Broome boxer Baden Trunfio earns Aussie call-up for international showdown
Broome boxer Baden Trunfio earns Aussie call-up for international showdown

West Australian

time12-06-2025

  • Sport
  • West Australian

Broome boxer Baden Trunfio earns Aussie call-up for international showdown

Broome boxer Baden Trunfio is heading to Germany after earning a coveted spot on Australia's national team for the International Brandenburg Cup in July. Representing Broome Boxing Club and now the nation, Trunfio will take on top youth boxers from around the world in a six-day tournament that promises fierce competition and global exposure. Before the bell rings in Germany, the 17-year-old heavyweight will train at the Australian Institute of Sport in Canberra, followed by a pre-competition camp in Frankfurt. It's a rare opportunity to prepare alongside the country's best, under elite coaches in world-class facilities. 'This is a huge honour,' Trunfio said. 'I've put in the work, and now I get to represent both Broome and Australia.
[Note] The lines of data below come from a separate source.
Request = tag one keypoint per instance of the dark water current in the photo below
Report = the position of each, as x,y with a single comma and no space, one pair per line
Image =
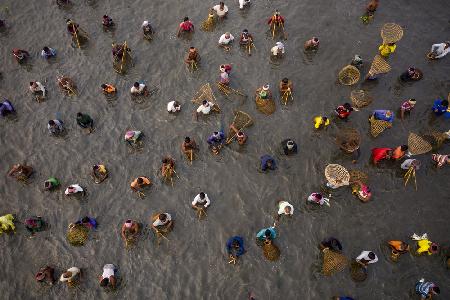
193,265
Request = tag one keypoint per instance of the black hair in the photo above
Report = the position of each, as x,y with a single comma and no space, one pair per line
104,282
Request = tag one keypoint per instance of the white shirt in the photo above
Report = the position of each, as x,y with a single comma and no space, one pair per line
364,255
275,49
171,107
243,2
205,109
159,223
198,200
138,90
439,49
77,187
219,12
224,41
282,205
74,270
108,271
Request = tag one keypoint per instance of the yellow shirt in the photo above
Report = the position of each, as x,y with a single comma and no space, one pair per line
318,121
385,49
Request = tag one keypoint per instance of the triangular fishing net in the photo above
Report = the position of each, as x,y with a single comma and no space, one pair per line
349,75
417,145
391,33
360,98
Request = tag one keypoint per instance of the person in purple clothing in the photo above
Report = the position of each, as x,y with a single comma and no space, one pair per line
6,108
216,141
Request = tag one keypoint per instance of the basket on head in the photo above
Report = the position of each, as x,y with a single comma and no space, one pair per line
356,175
271,251
204,93
266,106
418,145
378,126
77,234
360,98
337,175
349,75
358,272
333,262
379,66
391,33
348,139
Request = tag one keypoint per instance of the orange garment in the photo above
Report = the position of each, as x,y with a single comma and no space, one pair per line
135,184
398,153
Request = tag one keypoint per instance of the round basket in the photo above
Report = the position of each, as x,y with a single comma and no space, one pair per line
379,66
391,33
337,175
349,75
360,98
418,145
333,262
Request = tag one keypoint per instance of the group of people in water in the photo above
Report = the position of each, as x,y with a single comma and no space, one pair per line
162,222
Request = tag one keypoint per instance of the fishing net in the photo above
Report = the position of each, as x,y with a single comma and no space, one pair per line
379,66
349,75
360,98
271,251
348,139
77,234
241,120
356,175
333,262
418,145
209,23
204,93
378,126
391,33
337,175
358,272
266,106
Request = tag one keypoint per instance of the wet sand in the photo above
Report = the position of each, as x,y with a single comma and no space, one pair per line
193,265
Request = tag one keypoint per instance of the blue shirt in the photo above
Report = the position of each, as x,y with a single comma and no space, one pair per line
423,288
239,251
380,114
262,233
264,160
214,140
440,109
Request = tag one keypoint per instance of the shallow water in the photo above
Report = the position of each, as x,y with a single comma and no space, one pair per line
193,265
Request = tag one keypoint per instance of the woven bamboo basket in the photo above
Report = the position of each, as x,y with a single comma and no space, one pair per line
349,75
333,262
391,33
379,66
266,106
360,98
378,126
418,145
337,175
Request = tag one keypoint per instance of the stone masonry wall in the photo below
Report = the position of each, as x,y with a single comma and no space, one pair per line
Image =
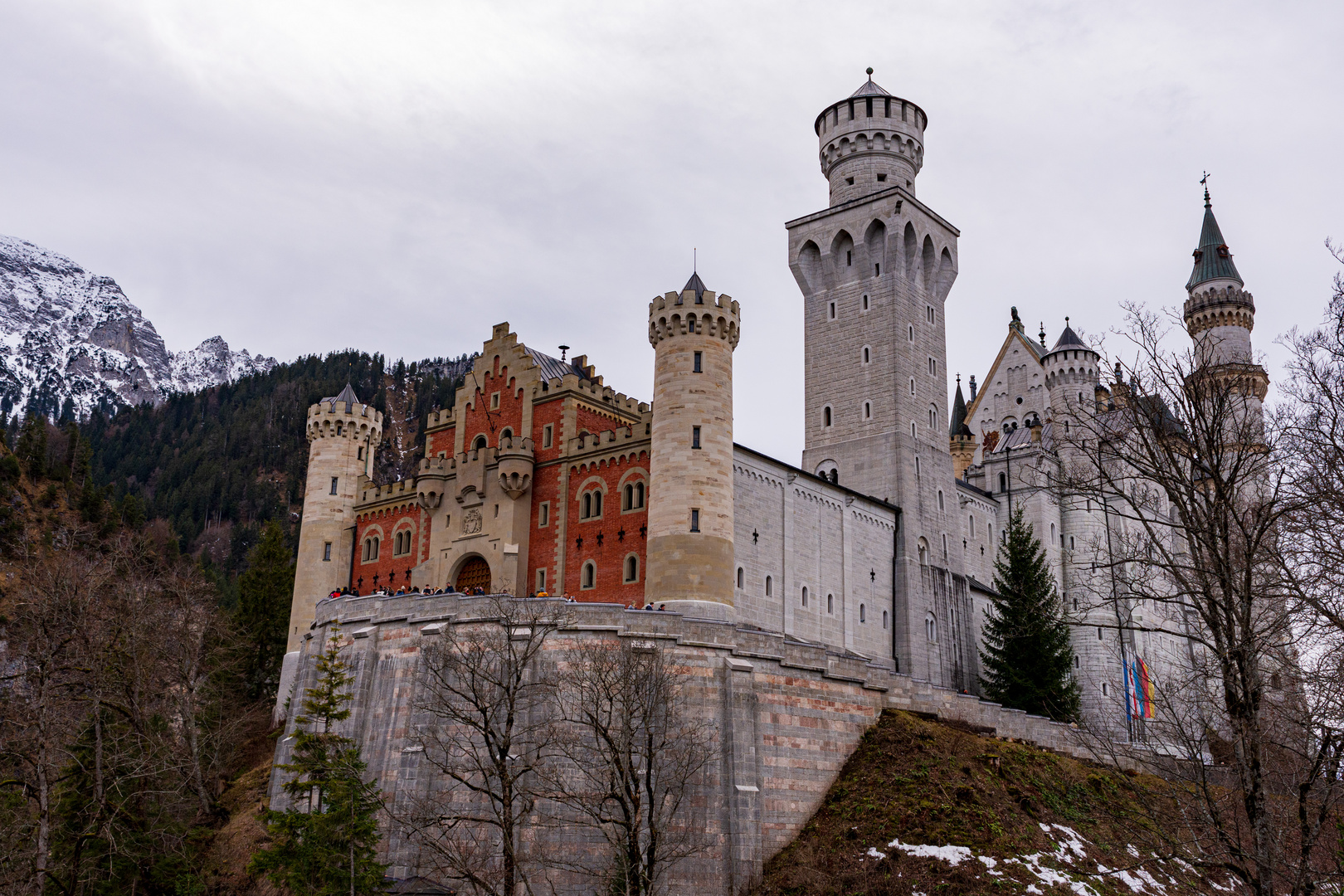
785,718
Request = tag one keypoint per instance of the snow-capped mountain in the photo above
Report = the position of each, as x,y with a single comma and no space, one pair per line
67,334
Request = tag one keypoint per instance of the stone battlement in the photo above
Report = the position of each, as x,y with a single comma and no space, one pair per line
679,314
785,713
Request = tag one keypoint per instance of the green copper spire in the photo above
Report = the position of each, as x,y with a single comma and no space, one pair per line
1213,258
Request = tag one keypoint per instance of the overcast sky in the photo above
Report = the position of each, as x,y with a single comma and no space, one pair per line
399,176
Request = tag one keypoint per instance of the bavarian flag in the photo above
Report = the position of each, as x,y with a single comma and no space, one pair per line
1142,688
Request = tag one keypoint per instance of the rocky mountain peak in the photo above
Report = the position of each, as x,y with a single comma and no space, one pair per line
71,340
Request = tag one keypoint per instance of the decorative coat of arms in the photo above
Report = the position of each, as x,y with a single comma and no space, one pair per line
472,522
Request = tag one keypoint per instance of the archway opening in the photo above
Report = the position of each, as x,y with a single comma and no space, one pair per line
475,574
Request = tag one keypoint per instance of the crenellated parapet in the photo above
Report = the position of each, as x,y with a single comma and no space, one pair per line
340,419
1227,306
696,314
516,460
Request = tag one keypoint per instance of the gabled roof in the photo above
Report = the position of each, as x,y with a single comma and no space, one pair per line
1014,332
1213,258
554,368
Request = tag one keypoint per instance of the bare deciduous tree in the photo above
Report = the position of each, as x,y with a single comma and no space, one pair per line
485,720
632,755
1191,479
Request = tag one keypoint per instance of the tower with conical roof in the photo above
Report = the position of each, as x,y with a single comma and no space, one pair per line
875,268
1220,317
1073,373
343,434
689,539
962,441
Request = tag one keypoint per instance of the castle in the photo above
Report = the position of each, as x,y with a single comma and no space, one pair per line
874,555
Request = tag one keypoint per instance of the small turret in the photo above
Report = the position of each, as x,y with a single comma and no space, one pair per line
1220,314
343,436
1073,373
689,550
962,441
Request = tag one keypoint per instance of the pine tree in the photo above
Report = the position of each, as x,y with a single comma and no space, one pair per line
32,446
325,843
1027,657
264,597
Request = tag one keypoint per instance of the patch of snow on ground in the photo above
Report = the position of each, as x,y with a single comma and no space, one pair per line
951,855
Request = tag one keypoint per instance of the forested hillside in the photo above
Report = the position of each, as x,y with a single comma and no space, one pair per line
236,455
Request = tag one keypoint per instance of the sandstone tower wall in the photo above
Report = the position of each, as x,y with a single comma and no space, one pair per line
689,548
342,440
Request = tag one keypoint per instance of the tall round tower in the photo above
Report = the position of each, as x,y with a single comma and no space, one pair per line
1073,373
689,551
869,141
1220,314
343,434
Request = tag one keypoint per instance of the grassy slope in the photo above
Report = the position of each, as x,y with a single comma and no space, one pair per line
930,783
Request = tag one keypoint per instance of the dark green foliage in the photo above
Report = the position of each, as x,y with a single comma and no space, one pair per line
1029,657
240,451
264,597
32,446
327,841
134,511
I couldn't be more excited.' His call-up is the latest milestone in a career that has seen him rise through the national boxing ranks with speed and power. In 2024 alone, he claimed gold at the Australian Club Championships, silver at the Golden Gloves, and was named the rising sports star of the year by the Shire of Broome. His 2025 campaign has been equally impressive, kicking off with a TKO win in Adelaide and another victory over an elite open-class opponent in Fremantle. These performances earned him selection for the WA Futures Squad, paving the way to national honours. Broome Boxing Club celebrated the news with pride, calling the selection a 'remarkable opportunity', and praising Trunfio's humility, discipline, and relentless work ethic. 'We are incredibly proud of Baden's achievement and can't wait to see him compete on the world stage,' the club said in a statement. With gloves on, Trunfio has Broome in his corner, including sponsors Broomecrete, Kelly Air Conditioning & Refrigeration, McKeno Blocks & Pavers, Parallel Electrical Service, Broome Builders, and Buckleys Earthmoving and Paving.